自分はマゾかもしれない。けれど、痛いのとかは嫌だ。
これって本当にマゾなのだろうか?
未経験でSMに興味を持ち始めたM女性の多くが、一度はこの疑問に直面する。
結論から言えば、心配する必要はない。
「M=痛みに耐えること」という思い込みは捨ててしまっていい。
SMには多様性がある。
というより、M女性にもS男性にも多様性がある。
M女性はマゾである前に人間だ。
好き嫌いがあって当然だろう。
一般的な「マゾ」のイメージ
世間一般のSMのイメージはどうしても、印象の強いものが想像される。
鞭で叩かれたり、縛られて苦痛に顔を歪めるような、過激で痛みを伴うものに偏りがちだ。

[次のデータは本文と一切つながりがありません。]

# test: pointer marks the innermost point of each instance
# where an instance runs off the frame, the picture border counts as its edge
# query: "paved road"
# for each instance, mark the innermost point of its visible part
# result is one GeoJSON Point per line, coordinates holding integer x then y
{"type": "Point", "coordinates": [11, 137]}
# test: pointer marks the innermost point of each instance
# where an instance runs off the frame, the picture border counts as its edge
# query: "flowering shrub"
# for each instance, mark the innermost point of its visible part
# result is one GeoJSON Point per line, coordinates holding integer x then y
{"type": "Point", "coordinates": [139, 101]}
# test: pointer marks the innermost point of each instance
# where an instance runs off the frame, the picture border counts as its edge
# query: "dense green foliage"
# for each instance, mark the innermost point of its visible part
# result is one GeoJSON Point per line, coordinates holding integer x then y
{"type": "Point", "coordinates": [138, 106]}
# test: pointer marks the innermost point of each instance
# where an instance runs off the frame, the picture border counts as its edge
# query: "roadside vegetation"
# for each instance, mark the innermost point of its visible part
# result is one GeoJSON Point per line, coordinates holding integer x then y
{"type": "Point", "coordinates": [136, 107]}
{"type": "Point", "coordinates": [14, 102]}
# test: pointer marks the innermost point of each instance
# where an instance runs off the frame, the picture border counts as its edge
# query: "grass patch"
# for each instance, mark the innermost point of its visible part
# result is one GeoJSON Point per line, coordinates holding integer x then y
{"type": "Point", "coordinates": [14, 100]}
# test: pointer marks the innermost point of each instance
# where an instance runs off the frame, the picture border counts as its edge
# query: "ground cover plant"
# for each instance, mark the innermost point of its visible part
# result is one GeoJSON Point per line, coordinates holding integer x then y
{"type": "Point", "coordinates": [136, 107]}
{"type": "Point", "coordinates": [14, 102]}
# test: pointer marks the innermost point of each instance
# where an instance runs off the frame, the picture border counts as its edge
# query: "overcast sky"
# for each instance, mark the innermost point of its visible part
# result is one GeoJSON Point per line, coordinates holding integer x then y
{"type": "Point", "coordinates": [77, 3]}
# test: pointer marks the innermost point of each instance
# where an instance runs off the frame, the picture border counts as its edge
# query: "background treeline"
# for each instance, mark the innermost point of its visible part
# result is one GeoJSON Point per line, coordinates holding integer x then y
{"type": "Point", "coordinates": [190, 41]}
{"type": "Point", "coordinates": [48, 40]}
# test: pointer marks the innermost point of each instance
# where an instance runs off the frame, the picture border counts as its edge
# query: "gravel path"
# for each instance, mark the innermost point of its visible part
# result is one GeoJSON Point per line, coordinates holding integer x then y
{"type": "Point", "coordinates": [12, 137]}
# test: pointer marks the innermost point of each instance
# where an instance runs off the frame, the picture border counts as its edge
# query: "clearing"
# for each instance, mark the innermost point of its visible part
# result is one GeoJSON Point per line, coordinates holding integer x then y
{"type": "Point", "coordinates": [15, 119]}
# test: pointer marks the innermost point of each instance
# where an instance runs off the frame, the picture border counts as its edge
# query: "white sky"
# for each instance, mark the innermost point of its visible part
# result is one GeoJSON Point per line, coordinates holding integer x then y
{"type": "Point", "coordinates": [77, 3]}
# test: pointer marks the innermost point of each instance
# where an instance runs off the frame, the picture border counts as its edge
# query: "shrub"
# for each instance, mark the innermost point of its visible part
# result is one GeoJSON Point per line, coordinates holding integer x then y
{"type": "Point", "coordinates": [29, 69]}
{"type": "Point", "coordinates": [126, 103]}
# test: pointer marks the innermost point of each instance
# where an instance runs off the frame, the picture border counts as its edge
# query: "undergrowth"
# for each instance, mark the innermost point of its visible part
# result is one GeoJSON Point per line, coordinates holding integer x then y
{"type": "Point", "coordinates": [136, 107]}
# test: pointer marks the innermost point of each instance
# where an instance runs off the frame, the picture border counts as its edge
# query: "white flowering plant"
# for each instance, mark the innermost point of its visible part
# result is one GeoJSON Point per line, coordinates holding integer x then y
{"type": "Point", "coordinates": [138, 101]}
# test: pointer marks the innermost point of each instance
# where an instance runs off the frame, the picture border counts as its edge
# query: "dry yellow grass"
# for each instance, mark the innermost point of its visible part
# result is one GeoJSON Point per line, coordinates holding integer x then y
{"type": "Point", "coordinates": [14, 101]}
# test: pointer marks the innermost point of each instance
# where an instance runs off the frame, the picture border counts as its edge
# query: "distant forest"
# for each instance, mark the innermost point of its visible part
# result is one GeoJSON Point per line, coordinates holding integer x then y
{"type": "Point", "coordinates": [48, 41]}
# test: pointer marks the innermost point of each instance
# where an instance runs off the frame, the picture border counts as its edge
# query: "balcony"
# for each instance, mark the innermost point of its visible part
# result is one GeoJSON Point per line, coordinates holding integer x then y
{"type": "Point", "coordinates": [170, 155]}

そういうイメージから「マゾは叩かれるのが好き」「マゾはいじめられて喜ぶ」という認識が先行してしまっている。
その結果「なんちゃってS男性」なんてものも生まれてくる。
M女性と正面から向き合わず、マゾというレッテルだけを見て接してくる勘違い男だ。
しかし、M女性だって人間なんだから、好きなモノや嫌いなモノは人によって違う。
精神的に言葉で責められるのが好きな子もいれば、ルールを決められて命令に従うことに喜びを感じる子、恥ずかしい姿を見られることに興奮する子もいる。
これらは痛みがなくても成立する、立派なSMの形だ。
「マゾだから痛いことも好きにならなければいけない」なんて、ステレオタイプに縛られる必要は無い。
あなたは何に興味があるか
むしろステレオタイプに縛られる方が危険だ。
「自分はMだから我慢しなきゃ」と本心を隠してしまうと、本来お互いの楽しみのためのSMが、ただの嫌な事になってストレスの原因になったりもする。
SMは、S男性とM女性のお互いの深い理解が必要だ。
M女性が好きな事、嫌な事、本当にムリなNGな事。
これらを知ったうえで、S男性はあなたに理不尽を与える。
恥ずかしい事をしたり、痛い事をしたり、命令に従ったら褒めたり、苦手なプレイで苦痛を与えたり。
嫌がることも平気でやる。
そうやってあなたの感情をゆさぶり振り回す。
でも、本当にNGなプレイは絶対に避ける。
そのためにはあなた自身が「自分は何に興味があるか」「何がNGか」をきちんと考えておかなければならない。
プレイ中に細かい心境を推察するのはS男性の力量な所もあるが、少なくともNGについてはプレイ前にS男性と共有しておいた方がいいだろう。
せっかく興味があってSMをしているのに、後で嫌な思い出になってしまってもつまらない。
あなたのNGは何か
とはいえ難しく考える必要は無い。
SMのプレイ説明などを眺めたとき、あなたはそれをどう感じるか覚えておくだけでいい。
例えば「縄で縛られる」というプレイを想像してみてほしい
この3つのうち、どれに当てはまるだろうか
- 興味がある、興奮する、ちょっと怖いけどやってみてもいいかな
- 特に何も感じない
- 生理的に不快感を感じる
この「生理的な不快感」があなたのNGだ。
NGプレイを指定するのは何も悪い事ではない。
SMではスカトロというジャンルもあり、それをNGにするM女性も多い。逆にそれで興奮する女性もいる。
SMにも多様性があっていい
趣味や趣向は人それぞれだ。
特にSMの中では人によって大きく違っている。
「マゾだけど痛いのはNG」というM女性は普通にいる。
だから心配する必要は無い。
「マゾのイメージ」に囚われる必要は無い。
あなたは好きな事を好きだと言っていいし、嫌な事は嫌だと言っていい。
S男性はあなたの好きな事ばかりをしてくれるとは限らないが、NGは絶対に避ける。
あなたも「自分が何をされたら興奮するか」を一度考えてみてほしい。